Śląskie. Długie kolejki po węgiel i zapisy na zapisy
Tu jest najpierw lista przed bramą, kierowcy robią sobie listę, kto za kim stoi i później rejestracja do okienka - powiedział jeden z oczekujących w kolejce po węgiel w śląskim Bieruniu. Kolejka się nie zmieniejsza, cały czas liczy około 300 osób.
- Już od czwartej rano czekam na SMS, jestem 37. i nic się nie ruszyło, pewnie do wieczora poczekam - żalił się jeden z oczekujących na węgiel. Kolejki w składzie w Bieruniu liczą nawet do 300 osób.
Są dwie, najpierw chętni muszą zapisać się na listę oczkujących, a potem na listę osób odbierających.
- Trzecia zmiana minęła, jak tu czekam. Tutaj wczoraj 300 osób było do rejestracji na liście, tu jest najpierw lista przed bramą, kierowcy sobie taką robią, kto za kim stoi i później rejestracja do okienka - opowiadał zapisany na tej pierwsze liście.

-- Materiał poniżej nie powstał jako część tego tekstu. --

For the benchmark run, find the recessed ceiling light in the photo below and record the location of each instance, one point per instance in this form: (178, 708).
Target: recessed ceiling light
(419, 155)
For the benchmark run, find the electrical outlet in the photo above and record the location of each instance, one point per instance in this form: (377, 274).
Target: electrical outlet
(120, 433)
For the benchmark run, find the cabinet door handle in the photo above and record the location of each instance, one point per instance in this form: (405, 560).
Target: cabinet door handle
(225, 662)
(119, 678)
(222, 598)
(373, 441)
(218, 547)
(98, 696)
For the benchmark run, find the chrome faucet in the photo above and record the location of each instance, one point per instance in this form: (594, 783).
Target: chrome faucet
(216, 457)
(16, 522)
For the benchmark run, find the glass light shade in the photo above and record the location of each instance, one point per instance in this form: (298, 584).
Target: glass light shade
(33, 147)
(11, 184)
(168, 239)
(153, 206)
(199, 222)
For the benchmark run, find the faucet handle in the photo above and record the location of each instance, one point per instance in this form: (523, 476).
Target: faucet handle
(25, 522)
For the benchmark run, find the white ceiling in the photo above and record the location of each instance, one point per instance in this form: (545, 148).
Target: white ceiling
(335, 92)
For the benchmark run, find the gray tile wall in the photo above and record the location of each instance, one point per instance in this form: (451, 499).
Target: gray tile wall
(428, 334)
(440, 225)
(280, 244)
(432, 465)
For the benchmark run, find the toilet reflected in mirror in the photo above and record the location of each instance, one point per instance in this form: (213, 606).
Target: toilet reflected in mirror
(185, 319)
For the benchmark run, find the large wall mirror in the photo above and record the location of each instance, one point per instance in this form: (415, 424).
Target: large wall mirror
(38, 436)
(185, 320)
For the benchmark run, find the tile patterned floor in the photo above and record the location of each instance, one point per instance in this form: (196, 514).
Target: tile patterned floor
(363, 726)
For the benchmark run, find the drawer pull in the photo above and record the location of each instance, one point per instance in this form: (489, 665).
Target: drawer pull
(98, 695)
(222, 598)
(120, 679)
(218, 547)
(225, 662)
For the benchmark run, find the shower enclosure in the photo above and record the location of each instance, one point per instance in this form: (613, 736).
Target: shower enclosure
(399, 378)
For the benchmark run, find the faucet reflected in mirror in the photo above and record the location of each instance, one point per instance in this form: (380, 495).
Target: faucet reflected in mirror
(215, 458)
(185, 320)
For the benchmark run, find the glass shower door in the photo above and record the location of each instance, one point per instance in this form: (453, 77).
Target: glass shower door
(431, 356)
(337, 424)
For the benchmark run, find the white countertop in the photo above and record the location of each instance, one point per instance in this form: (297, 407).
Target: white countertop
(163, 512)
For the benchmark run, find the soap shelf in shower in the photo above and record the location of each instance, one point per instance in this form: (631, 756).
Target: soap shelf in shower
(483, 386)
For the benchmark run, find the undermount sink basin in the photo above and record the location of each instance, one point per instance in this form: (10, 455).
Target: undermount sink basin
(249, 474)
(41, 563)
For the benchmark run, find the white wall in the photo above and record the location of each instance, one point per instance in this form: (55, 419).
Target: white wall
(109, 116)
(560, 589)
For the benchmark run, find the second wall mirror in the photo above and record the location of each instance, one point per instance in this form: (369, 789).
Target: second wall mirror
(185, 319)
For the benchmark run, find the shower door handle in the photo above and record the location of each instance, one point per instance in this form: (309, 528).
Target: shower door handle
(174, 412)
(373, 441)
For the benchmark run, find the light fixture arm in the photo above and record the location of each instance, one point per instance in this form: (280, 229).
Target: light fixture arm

Braki węgla i ogrom chętnych
Zapis na drugiej liście nie gwarantuje 100-procentowego sukcesu. Jak mówił reporterowi Polsat News oczekujący w kolejce: miałem wczoraj do 23:00 się załadować i się nie załadowałem, teraz znowu stoję w kolejce.
WIDEO: Kolejka do kolejki. Długie oczekiwanie na węgiel
ZOBACZ: Oszustwa "na węgiel". Skala zjawiska jest masowa
Oczekujący sami dopatrują się problemów w zbyt dużym popycie na węgiel. - Trzy razy trzeba odstać, bo fedrunek jest jaki jest niezwiększony, a za gotówkę sprzedają po dwie tony, na placu stoi 300 aut, które kupują za gotówkę, plus do tego internet, plus wywożą teraz na te składy kwalifikowane i wszystko teraz na raz jest skumulowane, a materiału nie ma - wskazywał jeden ze stojących w kolejce.
Sytuację w bieruńskim składzie obserwował reporter Polsat News, który od wczesnych godzin rannych stoi w kolejce "do zapisu". O 10:00 był 290 oczekującym, a o 12:00 - 171.